Staff unions of the MTR Corporation have expressed their disappointment with the company's pay raise offer.
The city's only rail operator said it will offer it's "top performing" staff pay increases of roughly 6.8 percent under its performance-based salary review plan.
The system based on a descending five-point scale offers level 4 employees a 5.4 percent increase. Level 3 workers will be given a 4.5 percent increase. The remainder of staff will be given a scant 2.3 percent, or nothing.
Most employees are also entitled to two types of bonus - 20 percent and 85 percent of one month's pay.
Unions had demanded a 7 percent raise across the board.
Union representatives met with corporate management on Wednesday afternoon to discuss the salary adjustment.

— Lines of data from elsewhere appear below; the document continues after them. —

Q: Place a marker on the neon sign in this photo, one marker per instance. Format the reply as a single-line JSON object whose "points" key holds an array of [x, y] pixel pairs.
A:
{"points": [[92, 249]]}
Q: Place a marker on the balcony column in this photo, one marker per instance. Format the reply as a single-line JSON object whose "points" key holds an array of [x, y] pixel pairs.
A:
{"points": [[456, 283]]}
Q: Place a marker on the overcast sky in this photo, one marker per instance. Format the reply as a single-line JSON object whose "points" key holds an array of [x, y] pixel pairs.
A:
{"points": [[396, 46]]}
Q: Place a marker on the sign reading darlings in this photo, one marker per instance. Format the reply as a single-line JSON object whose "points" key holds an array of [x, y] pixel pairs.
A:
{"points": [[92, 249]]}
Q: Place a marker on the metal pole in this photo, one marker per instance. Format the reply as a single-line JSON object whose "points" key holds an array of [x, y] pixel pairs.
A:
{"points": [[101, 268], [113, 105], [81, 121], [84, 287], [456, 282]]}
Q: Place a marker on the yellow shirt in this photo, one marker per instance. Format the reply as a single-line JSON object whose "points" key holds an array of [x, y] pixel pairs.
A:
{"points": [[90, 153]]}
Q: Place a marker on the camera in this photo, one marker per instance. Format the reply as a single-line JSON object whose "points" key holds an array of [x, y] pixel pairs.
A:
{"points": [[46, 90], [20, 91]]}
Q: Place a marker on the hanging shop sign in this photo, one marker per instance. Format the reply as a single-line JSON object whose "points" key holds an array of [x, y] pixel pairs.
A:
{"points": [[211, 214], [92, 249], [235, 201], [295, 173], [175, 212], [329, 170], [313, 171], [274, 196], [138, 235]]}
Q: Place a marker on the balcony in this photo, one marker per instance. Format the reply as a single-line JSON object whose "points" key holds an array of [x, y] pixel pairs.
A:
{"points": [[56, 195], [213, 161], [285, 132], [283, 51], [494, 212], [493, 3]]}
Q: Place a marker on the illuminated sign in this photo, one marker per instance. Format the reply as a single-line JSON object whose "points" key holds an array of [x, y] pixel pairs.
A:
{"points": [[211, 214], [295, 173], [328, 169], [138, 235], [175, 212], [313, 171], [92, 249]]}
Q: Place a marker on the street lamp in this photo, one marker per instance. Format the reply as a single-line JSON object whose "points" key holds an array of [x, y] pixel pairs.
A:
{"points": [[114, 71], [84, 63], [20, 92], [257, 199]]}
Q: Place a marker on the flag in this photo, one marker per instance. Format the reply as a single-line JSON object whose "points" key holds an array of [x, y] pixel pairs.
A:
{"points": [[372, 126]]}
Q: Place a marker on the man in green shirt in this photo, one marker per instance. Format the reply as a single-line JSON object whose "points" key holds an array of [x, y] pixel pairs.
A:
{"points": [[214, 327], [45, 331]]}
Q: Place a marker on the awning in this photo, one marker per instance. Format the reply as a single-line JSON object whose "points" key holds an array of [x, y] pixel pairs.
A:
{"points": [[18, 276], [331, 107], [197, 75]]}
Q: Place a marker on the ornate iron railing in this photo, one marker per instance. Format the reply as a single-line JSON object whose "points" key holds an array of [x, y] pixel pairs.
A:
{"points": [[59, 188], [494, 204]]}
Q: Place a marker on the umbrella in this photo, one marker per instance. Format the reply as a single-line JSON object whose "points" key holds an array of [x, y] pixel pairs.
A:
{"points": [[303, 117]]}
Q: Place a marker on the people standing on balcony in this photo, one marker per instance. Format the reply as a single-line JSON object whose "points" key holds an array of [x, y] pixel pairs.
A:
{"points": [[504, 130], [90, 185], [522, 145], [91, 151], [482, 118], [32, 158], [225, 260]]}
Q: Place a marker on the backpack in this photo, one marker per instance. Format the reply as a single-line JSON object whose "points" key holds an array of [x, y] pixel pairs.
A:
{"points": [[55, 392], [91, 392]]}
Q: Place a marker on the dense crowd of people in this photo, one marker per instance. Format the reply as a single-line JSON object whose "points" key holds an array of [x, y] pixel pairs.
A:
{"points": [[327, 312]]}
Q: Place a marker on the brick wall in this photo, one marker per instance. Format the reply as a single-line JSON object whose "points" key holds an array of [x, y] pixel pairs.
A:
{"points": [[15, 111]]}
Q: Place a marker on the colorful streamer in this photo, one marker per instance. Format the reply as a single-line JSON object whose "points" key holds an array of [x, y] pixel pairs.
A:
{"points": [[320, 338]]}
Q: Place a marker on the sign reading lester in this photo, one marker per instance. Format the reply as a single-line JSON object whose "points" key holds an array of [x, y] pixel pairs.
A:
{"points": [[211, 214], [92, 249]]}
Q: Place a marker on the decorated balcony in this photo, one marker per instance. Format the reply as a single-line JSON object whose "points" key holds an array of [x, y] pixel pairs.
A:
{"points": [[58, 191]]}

After the meeting, Lam Wai-keung, vice-chairman of the Hong Kong MTR Staff General Association, expressed "regret and disappointment" to the offer.
"Over half of staff, getting a 4.5 percent salary increase, will not share in the company's profits," Lam said. "At the same time, the company ignored their contributions as well as the hardships facing the inflation."

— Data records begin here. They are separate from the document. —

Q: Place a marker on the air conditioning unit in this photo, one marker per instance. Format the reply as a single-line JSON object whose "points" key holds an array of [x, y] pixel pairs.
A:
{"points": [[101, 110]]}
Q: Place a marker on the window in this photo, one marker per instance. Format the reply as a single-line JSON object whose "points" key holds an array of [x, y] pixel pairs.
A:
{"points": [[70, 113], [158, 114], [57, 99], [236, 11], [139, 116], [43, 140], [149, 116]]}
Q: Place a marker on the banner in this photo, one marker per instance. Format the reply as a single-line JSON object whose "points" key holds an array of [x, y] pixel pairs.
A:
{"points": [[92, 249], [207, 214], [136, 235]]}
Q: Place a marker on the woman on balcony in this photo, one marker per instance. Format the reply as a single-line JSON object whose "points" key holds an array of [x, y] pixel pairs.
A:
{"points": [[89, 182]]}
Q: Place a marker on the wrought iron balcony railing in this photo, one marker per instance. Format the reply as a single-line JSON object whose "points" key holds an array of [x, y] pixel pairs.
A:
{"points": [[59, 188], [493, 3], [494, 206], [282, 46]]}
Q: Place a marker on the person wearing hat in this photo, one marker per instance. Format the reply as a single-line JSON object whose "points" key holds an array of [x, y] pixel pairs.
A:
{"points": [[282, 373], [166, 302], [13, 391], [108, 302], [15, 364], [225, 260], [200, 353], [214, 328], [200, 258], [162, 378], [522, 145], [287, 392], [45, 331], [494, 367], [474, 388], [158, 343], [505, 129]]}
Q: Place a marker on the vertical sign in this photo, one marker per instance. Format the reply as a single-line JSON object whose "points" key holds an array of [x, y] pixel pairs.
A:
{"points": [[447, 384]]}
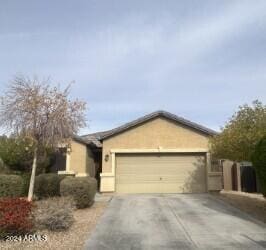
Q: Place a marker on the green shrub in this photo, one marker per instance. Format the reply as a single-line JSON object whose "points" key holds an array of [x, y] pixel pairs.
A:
{"points": [[11, 186], [16, 217], [54, 214], [82, 189], [259, 162], [47, 185], [4, 169]]}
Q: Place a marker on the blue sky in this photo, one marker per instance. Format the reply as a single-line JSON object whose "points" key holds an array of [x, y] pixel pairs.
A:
{"points": [[197, 59]]}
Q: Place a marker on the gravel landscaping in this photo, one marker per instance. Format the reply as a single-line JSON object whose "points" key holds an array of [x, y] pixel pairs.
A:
{"points": [[74, 238], [253, 204]]}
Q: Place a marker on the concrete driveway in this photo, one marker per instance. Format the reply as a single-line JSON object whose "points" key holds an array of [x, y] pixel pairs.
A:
{"points": [[184, 221]]}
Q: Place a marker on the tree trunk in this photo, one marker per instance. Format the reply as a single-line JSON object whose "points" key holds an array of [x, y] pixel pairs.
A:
{"points": [[32, 178]]}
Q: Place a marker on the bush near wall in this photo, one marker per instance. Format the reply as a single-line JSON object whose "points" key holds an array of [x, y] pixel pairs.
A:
{"points": [[15, 217], [82, 189], [47, 185], [54, 214], [11, 186]]}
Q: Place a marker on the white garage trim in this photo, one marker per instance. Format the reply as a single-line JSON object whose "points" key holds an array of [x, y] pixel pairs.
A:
{"points": [[161, 150], [108, 179]]}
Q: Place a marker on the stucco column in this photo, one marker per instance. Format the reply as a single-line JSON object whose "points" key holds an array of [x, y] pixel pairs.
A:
{"points": [[208, 168]]}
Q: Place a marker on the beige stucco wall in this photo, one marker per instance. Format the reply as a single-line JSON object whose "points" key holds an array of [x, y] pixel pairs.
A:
{"points": [[81, 160], [227, 175], [156, 133]]}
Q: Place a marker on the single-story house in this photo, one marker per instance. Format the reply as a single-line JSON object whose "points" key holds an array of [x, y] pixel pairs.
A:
{"points": [[157, 153]]}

"We strongly demand the company to continue communicate with unions to formulate necessary and reasonable adjustment," Lam added.

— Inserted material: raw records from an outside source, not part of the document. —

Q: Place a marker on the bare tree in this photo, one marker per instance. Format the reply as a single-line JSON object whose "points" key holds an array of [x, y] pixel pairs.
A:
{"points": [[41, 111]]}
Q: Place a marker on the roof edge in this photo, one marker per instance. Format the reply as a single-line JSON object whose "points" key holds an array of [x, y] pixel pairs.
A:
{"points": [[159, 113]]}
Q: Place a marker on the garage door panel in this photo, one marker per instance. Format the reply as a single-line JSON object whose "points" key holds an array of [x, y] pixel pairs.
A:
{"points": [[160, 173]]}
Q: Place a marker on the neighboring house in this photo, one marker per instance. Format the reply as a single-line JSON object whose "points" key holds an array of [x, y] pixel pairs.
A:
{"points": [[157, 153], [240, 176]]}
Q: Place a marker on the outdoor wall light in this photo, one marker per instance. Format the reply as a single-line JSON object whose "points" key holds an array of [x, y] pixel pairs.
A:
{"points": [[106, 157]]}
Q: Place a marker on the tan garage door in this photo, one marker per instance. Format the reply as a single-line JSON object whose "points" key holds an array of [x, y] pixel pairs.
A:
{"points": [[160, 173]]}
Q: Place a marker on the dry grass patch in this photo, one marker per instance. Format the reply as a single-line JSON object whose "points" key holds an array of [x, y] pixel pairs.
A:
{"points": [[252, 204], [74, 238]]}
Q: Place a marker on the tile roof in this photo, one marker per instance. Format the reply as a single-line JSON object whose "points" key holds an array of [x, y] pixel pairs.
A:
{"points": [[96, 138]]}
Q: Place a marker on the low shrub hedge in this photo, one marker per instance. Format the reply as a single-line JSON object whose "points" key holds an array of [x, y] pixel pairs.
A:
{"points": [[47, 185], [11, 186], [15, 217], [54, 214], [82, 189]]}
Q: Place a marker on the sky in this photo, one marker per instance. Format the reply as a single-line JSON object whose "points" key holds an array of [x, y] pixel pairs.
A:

The city's overall consumer prices rose by 5 percent year on year in May.
The Hong Kong Railway Employers Union delegates staged a walkout in the middle of the meeting to show their disapproval of the offer.
Poon Kin-pong, the union's chairman, complained that the company discriminates against frontline workers.
"Employers in senior positions are getting a double-digit percent increase but the already low-paid staff get only single-digits. This only shows that the company shows favoritism to the senior (staff)," said Poon.
MTR's net profit for 2010 rose to HK$12.06 billion, from HK$9.64 billion in 2009. The average pay increase in 2010 was 2.5 percent.
Lo Tung-ki, vice-chairman of the Hong Kong Railway Workers General Union, criticized the scaling system, calling it too "harsh" since around half of staff are appraised as "average".
"Most staff have done their best to maintain qualified and efficient service to the public and their hard work should be reasonably rewarded," Lo said.
Spokesman for the MTR said the company had consulted 28 well regarded, large-scale enterprises before formulating its benchmark pay increases.
Unions said they will consult their members to "determine the way forward".